Known Issues

The known issues with this version are:

s3cmd Command Failures
Boto Client Error

s3cmd Command Failures

s3cmd is a tool for managing objects in Amazon S3 storage. As part of R57, s3cmd package has been upgraded from version 1.5 to version 2.0.2.

After upgrading to QDS version R57, you may observe s3cmd command failures in QDS commands or Airflow jobs. s3cmd fails with return error code 1. If you are calling s3cmd with -d option, you will also see the 403 Forbidden error message.

It is a known issue.

Current Scenario

During internal testing, Qubole has discovered an issue where cp and mv commands in s3cmd version 2.0.2 fail in a very specific scenario.

cp and mv s3cmd commands fail with exit code 1 when you try to copy or move an object that you own in another AWS account. This happens even when you have read/write access on the object/bucket. Note that objects do get copied in this scenario but the response code returned is 1, which indicates that it is a failure.

Solution

If you observe s3cmd command failures after upgrading to R57, you can prevent these failures by reverting to the older version of s3cmd by adding the following lines in the cluster’s node bootstrap file. Cluster Restart Required

pip uninstall s3cmd
pip install s3cmd==1.5.2

Note

You need to restart the cluster for the s3cmd version change to be effective.

Boto Client Error

Boto is a Python package that provides interfaces to Amazon Web Services. AWS has deprecated the V2 signature usage for new AWS regions created after January 2014. AWS will allow any new S3 bucket created post June 24, 2020 to only use V4 signature.

Qubole has made changes in R57 to use V4 signature for S3 client calls through boto by default through the /etc/boto.cfg file. So, when using Boto with V4 signature, the host parameter is required. If you had not provided the host parameter, the BotoClientError: When using SigV4, you must specify a ‘host’ parameter error appears. So, when connecting to S3 in commands or in notebooks, you may hit this error.

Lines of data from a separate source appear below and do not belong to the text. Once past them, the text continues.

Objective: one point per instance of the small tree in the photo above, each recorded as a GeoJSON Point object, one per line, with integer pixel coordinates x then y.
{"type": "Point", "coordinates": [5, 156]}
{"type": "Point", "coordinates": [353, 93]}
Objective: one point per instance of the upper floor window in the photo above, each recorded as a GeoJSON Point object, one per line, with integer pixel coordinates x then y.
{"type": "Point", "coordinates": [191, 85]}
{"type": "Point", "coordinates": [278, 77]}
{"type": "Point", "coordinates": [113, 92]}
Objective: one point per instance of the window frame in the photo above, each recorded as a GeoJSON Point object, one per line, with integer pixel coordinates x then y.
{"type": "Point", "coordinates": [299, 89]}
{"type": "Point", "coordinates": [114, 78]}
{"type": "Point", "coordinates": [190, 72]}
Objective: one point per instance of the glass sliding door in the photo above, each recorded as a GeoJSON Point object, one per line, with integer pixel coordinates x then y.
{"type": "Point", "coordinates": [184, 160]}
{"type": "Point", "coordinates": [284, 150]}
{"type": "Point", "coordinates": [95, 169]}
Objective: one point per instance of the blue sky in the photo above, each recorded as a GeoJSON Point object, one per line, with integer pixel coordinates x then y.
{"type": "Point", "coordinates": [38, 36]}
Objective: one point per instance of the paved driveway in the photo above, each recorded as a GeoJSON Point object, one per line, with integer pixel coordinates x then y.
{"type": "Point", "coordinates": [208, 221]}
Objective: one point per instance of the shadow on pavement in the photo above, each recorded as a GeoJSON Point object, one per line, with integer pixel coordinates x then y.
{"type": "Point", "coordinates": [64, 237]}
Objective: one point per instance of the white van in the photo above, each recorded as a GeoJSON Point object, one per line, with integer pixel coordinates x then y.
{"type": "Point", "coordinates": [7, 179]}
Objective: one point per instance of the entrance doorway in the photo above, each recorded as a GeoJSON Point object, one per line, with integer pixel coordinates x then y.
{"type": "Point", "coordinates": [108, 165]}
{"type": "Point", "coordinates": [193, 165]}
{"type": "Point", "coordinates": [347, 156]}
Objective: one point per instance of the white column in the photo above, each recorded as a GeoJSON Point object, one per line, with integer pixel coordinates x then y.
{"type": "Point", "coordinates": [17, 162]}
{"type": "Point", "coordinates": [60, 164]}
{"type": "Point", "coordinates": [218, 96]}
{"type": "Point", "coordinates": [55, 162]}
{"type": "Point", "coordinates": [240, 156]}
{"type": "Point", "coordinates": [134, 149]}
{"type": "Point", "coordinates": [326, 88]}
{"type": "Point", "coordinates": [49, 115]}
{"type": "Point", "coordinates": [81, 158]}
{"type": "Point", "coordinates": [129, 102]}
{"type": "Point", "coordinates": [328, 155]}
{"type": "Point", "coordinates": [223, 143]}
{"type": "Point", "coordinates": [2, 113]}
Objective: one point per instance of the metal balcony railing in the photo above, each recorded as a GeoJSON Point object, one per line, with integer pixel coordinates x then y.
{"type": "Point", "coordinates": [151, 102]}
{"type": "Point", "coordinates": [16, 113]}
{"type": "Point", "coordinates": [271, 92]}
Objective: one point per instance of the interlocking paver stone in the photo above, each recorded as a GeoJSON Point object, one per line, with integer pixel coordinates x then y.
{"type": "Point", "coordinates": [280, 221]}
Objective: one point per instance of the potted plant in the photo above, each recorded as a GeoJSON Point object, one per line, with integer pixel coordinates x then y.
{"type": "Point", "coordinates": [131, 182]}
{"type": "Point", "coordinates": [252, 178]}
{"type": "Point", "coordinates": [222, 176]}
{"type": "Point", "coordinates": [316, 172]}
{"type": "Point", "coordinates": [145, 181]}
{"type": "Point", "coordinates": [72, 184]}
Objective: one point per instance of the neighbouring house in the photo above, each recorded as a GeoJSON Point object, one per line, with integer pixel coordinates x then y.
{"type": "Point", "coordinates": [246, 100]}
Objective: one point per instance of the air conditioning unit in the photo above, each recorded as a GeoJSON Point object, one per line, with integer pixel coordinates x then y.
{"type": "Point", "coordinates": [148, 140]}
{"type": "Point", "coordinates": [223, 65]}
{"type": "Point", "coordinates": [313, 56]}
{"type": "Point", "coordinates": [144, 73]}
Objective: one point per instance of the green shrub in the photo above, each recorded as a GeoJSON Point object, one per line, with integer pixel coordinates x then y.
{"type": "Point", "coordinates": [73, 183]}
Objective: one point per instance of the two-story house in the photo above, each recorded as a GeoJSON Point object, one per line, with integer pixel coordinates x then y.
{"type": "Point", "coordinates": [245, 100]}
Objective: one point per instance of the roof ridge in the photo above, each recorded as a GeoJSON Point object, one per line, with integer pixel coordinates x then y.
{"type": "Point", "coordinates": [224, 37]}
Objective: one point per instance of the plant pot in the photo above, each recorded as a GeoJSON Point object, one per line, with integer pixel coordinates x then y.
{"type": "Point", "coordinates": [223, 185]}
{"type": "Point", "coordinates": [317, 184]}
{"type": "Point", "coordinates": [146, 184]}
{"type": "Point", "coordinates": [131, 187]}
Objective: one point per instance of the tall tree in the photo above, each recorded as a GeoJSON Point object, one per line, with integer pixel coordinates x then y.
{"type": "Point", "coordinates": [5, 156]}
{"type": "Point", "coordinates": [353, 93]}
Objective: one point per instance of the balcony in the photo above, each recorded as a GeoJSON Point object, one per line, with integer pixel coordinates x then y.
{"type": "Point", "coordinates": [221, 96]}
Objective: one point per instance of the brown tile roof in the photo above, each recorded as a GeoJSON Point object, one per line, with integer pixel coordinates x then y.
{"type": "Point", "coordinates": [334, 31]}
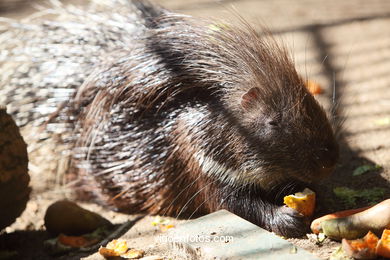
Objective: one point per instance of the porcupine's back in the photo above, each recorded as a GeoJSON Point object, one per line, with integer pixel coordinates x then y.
{"type": "Point", "coordinates": [43, 61]}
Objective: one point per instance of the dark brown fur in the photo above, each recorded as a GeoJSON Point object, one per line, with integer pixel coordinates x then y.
{"type": "Point", "coordinates": [181, 69]}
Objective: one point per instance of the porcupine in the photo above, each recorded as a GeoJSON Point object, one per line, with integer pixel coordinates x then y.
{"type": "Point", "coordinates": [167, 115]}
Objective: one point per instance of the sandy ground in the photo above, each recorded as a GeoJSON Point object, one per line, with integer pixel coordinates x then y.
{"type": "Point", "coordinates": [343, 45]}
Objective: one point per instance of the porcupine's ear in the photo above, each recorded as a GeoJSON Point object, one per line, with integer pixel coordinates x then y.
{"type": "Point", "coordinates": [250, 99]}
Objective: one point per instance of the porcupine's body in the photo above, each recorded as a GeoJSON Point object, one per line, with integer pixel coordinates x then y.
{"type": "Point", "coordinates": [174, 117]}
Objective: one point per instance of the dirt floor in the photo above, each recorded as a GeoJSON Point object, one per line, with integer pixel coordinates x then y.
{"type": "Point", "coordinates": [342, 45]}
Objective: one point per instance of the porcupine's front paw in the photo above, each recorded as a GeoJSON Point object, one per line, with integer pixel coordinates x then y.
{"type": "Point", "coordinates": [288, 222]}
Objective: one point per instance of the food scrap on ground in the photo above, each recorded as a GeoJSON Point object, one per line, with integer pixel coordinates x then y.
{"type": "Point", "coordinates": [162, 223]}
{"type": "Point", "coordinates": [119, 248]}
{"type": "Point", "coordinates": [383, 247]}
{"type": "Point", "coordinates": [303, 202]}
{"type": "Point", "coordinates": [368, 247]}
{"type": "Point", "coordinates": [316, 224]}
{"type": "Point", "coordinates": [363, 248]}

(That is, the error is not an inevitable consequence of using V4 signature. It only occurs when the host parameter is not provided.)

Solution

Qubole recommends you to include the host=s3.amazonaws.com parameter in Boto S3 connect calls. Until you add the host parameter, you can prevent the Boto client error by running the following command through the node bootstrap.

Note

You must restart the cluster for the following command to be effective. Cluster Restart Required

rm /etc/boto.cfg

Removing the boto.cfg file results in the client using the V2 signature. It may cause failures if the cluster software must communicate with S3 buckets, which only support the V4 signature.